EDIT: just to be clear, the video shows a single “track” bbox, there’s no PGIE sending new bboxes at intervals. This way it’s very easy to troubleshoot tracker issues.

Can you have a try with enable useColorNames and disable useHog? Suppose HOG will related with direction.

NvDCF tracker filter update happens only when there’s a match to PGIE detection. But, it is not happening per user’s comments. So, what the user is observing is an expected behavior.

To allow the filter update, please make sure there’s a detection bbox, so that data association is happening. Again, filter update is taking place only when there’s successful match.

Another thing is given your detected object is a rigid object (i.e., wheel), I would recommend setting featureFocusOffsetFactor_y: 0 instead of featureFocusOffsetFactor_y: -0.2.

Hello @pshin,

I’m trying to use nvtracker independently, without a PGIE. For reference, there VPI’s KLT Feature Tracker, but I couldn’t manage to get it to perform well while the object is gradually changing it’s visual/orientation.

So currently I’m trying to utilize nvtracker to track a one-time bbox and keep tracking even when the object is gradually changing it’s visual/orientation, it works well when the object is simply moving around, but when things starts changing confidence starts dropping until track loss.

Any thoughts?

Thank you.

NvDCF tracker filter won’t update in you use case as only a one-time bbox sent to tracker. So you will get dropping tracker confidence when you rotate the object. The is an expected behavior. Please send right bbox to tracker at some interval, so NvDCF tracker filter will be update to match the rotated object, then you can get higher tracker confidence.

So you will get dropping tracker confidence when you rotate the object

But on the other hand, there’re the DCF Filter Learning parameters which should cope with these gradual changes (rotation etc): “If the visual appearance of the target objects is expected to vary quickly over time, one may employ a high learning rate for better adaptation of the correlation filter to the changing appearance”.

As mentioned many times, NvDCF tracker filter won’t update in you use case as only a one-time bbox sent to tracker. It means the DCF Filter Learning parameters won’t take effect as the learning is stopped in your use case. Please send right bbox to tracker at some interval to start the DCF Filter Learning. Then you can fine tune the learning parameter.

Hello @kesong,

I’ve already tried VPI’s KLT Feature Tracker and nvtracker, but they stop tracking as soon as the object is changing it’s visual/attitude over time.

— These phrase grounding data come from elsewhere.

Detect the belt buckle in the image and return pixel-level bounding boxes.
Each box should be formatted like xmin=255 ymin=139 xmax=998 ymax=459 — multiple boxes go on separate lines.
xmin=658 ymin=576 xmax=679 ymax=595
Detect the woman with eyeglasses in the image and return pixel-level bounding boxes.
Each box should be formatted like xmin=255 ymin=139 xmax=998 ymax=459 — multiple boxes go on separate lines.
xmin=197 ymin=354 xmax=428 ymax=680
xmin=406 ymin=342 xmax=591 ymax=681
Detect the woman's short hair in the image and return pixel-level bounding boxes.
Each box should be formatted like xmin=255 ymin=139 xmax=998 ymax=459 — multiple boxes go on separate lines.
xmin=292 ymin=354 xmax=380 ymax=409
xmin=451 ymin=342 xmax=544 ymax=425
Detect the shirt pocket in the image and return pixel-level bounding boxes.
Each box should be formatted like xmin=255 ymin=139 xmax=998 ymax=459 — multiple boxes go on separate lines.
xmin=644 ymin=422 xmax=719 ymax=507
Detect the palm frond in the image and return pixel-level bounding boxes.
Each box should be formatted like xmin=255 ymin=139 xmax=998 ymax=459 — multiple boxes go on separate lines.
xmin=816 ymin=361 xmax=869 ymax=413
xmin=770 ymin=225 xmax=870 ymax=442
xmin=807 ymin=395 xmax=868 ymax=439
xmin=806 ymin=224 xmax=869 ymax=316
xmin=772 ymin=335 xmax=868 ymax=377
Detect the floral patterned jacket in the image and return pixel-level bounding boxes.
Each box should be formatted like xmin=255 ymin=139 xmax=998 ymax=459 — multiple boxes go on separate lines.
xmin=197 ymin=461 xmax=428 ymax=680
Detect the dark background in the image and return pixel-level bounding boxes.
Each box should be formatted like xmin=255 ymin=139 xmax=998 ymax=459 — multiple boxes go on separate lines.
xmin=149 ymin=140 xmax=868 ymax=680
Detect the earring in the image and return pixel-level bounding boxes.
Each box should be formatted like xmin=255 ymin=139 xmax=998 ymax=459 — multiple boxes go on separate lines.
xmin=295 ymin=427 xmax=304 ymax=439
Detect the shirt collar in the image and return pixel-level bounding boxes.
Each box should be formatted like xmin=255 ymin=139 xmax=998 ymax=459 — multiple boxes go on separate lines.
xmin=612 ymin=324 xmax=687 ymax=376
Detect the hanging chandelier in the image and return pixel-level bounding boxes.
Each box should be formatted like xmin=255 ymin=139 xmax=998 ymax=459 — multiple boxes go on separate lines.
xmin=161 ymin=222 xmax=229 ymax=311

Is there something similar to this video that Nvidia offers as part of DeepStream, VPI, etc?

Thank you!

You can’t specify one object and track it in DeepStream.
Can you have a try with this sample: VPI - Vision Programming Interface: KLT Bounding Box Tracker?

Hello @kesong,

You can’t specify one object and track it in DeepStream.

But that’s the exact definition of nvtracker, supply a bbox and it will track it over time with lots of tuning and tweaking options. I’m not asking about the actual selection of the bbox (UI wise), but rather the tracking algorithm itself. Not sure I understand what you meant.

Can you have a try with this sample: VPI - Vision Programming Interface: KLT Bounding Box Tracker?

Yeah I have tried VPI KLT, even wrote in the previous reply that “they stop tracking as soon as the object is changing it’s visual/attitude over time.”

Tracking is part of DeepStream for better and for worse, the tracking capability shown in this video (NOT the UI for bbox selection which is the application responsibility) is a very basic use-case that’s worth considering for the next version, don’t you think?

Best regards.

Yes, nvtracker will track all object which output from PGIE detector.

@kesong, unfortunately couldn’t understand your reply in conjunction with my question, nvtracker doesn’t know and doesn’t care if the bbox came from a PGIE or if a user manually drew a box on a frame.

Anyway, I’ve built OpenCV 4.7 with CUDA support, is it possible to run one of the many trackers available in OpenCV on the GPU? Out-of-the-box CPU utilization is very high so GPU is a must if you need to leave any CPU for other tasks.

Thank you.

There is no update from you for a period, assuming this is not an issue anymore. Hence we are closing this topic. If need further support, please open a new one. Thanks

Please consult OpenCV expert for the tracker in OpenCV.

Thanks.